O general contou que participou de diversas reuniões políticas com Bolsonaro e membros do governo. Em uma delas, ele rejeitou veementemente qualquer possibilidade de envolvimento das Forças Armadas em uma manobra para reverter o resultado das eleições. Freire Gomes relatou que jamais ameaçou prender Bolsonaro, mas o alertou de que qualquer ação sem respaldo jurídico não teria o apoio do Exército.

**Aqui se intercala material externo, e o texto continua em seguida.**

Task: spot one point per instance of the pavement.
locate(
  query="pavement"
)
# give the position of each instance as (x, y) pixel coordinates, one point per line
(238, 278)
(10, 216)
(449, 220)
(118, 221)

Segundo o depoimento, a proposta para impedir a posse de Lula foi apresentada durante uma reunião conduzida pelo então ministro da Defesa, Paulo Sérgio Nogueira, com os chefes militares. A apresentação incluía medidas como a decretação da Garantia da Lei e da Ordem (GLO), Estado de Sítio e Estado de Defesa — mecanismos previstos na Constituição, mas que, segundo o general, estavam sendo discutidos como alternativas à posse do presidente eleito.

O plano, segundo Freire Gomes, lembrava o conteúdo da chamada “minuta do golpe”, documento encontrado na casa do ex-ministro Anderson Torres. A apresentação das ideias teria sido feita por um assessor de Bolsonaro, cuja identidade o general disse não saber precisar, embora a Procuradoria-Geral da República (PGR) desconfie que se trate de Felipe Martins, ex-assessor para assuntos internacionais.

O general reforçou que, apesar de o conteúdo ser inicialmente apresentado como hipótese de estudo, ele e os demais comandantes militares rapidamente se posicionaram contra qualquer tipo de interferência eleitoral. Em nova reunião, deixou claro ao presidente os riscos jurídicos e institucionais de tentar manobras antidemocráticas.

Freire Gomes também narrou um episódio ocorrido em 9 de dezembro, quando foi chamado pelo coronel Mauro Cid, ajudante de ordens de Bolsonaro, para conversar com o presidente. Segundo ele, o objetivo era conter o chefe do Executivo, que estaria sendo pressionado por grupos — inclusive civis — a adotar medidas extremas para impedir a posse de Lula. Como o general estava em Fortaleza por motivos pessoais, enviou em seu lugar o general Estevam Theophilo Gaspar de Oliveira.

O depoimento reforça a narrativa de que, embora o entorno de Bolsonaro discutisse estratégias para barrar a transição democrática, a cúpula das Forças Armadas se recusou a embarcar em qualquer aventura fora dos limites da legalidade.